## ❗ Problem Statement

> 📌 **Note**
>
> This guide is specifically focused on handling PDF documents.

When integrating OpenAI models, such as GPT-4, with a vector store, we encounter a unique challenge. This challenge primarily revolves around the process of Retrieval Augmented Generation (RAG). In this process, the model interacts with the vector store to retrieve specific knowledge chunks to answer a particular question from the user. This interaction presents a complex problem for the developer in terms of an effective chunking, sorting, and retrieval data strategy.

**🔍 The Challenges:**

**Data Chunking and Sorting:**

+ **Determining Optimal Chunk Size**: Deciding the appropriate size for document chunks is crucial. Too large, and the chunks may exceed the model's context window, leading to loss of information; too small, and they may lack sufficient context.

+ **Effective Sorting Strategies**: Sorting these chunks for efficient retrieval is another challenge. The sorting mechanism needs to ensure that the most relevant chunks are prioritized.

+ **Overlap Consideration**: Implementing overlapping chunks can be vital. It ensures continuity and context preservation, especially when dealing with long documents or complex topics.

**The Impact: Fragmented Information**

This fragmentation becomes particularly noticeable when similar terms appear across different sections of a document. The system may inadvertently mix up data from unrelated contexts, leading to potential confusion and misinformation. Additionally, the relevance of retrieved information can vary significantly based on how well the chunking and sorting strategy has been implemented.

## 💡 Solution

Incorporate Azure Search as the vector database, employing an overlapping chunking strategy for enhanced performance using `TextChunkingIndexing`.

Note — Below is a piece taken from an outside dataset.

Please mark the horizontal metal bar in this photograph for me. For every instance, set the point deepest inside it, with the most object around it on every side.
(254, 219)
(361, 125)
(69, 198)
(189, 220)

`TextChunkingIndexing` streamlines the processes of chunking, text vectorization, and indexing within Azure AI Search, using LangChain for enhanced text processing. Discover more about AI Search and LangChain integration [here](https://techcommunity.microsoft.com/t5/ai-azure-ai-services-blog/azure-cognitive-search-and-langchain-a-seamless-integration-for/ba-p/3901448).

### Key Functions

1. **Text Chunking**: Splits extensive text into manageable chunks for better analysis and indexing.
2. **Customization**: Adjusts chunk size and overlap according to different text processing requirements.
3. **Text Vectorization**: Converts chunked text into vectors, crucial for effective indexing and retrieval.
4. **Indexing in Vector Database**: Stores and retrieves the vectorized text in Azure AI Search.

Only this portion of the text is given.